Um Twitter zu kaufen, hat Elon Musk Tesla-Aktien im Wert von rund 8,5 Milliarden Dollar abgestossen. Schon Ende 2021 warf er Aktien im Wert von 18 Milliarden Dollar auf den Markt.
Weiss Musk etwas, was wir nicht wissen?
Sicher ist: Alles ist unsicher. Die Zukunft der Elektromobilität ist keineswegs ausgemacht:
- Selbst wenn der Staat uns alle zwingt – worauf die Politik derzeit hinausläuft – ein E-Auto zu fahren: Wäre die Industrie überhaupt in der Lage, je so viele E-Autos zu liefern?
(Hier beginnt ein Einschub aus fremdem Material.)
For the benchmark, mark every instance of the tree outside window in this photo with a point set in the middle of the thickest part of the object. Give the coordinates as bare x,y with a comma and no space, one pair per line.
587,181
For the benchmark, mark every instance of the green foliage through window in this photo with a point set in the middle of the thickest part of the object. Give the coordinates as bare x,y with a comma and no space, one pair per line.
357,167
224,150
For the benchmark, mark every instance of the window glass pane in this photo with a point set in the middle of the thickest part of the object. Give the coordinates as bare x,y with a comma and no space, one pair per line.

Schon allein die Rohstoffe für die Batterien, vorab Lithium und Kobalt, sind kritisch. Entweder fehlt es an ausreichenden Vorkommen oder man ist noch lange nicht in der Lage, genug davon, rasch genug aus der Erde zu holen. Möglicherweise müssen wir in Zukunft jahrelang auf unser neues E-Auto warten wie früher der geduldige DDR-Bürger auf seinen Trabi. Ist das realistisch? Nein.
- Wenn wir alle nur noch E-Autos benutzen, brauchen wir allein dafür fast doppelt so viel Strom, wie wir heute zur Verfügung haben. Doppelt so viel heisst doppelt so viele Kraftwerke, – und wenn es nach den Politikern geht, dürften diese einzig mit Wind und Sonne betrieben werden. Ist das realistisch? Nein.
Vor diesem Hintergrund erscheinen die Aussichten für Twitter jedenfalls besser als für Tesla.
Elon Musk, das Genie der Public Relations und der Vermögensbildung zugleich, investiert und desinvestiert – und niemand weiss, warum.
Vielleicht erweist sich ausgerechnet der Prophet der Elektromobilität auch als der Seher, der deren Grenzen als erster erkannt hat.
Oder wie es Niels Bohr, der grosse dänische Physiker, schon vorhersagte:
«Jede Prognose ist sehr schwierig, besonders wenn es um die Zukunft geht.»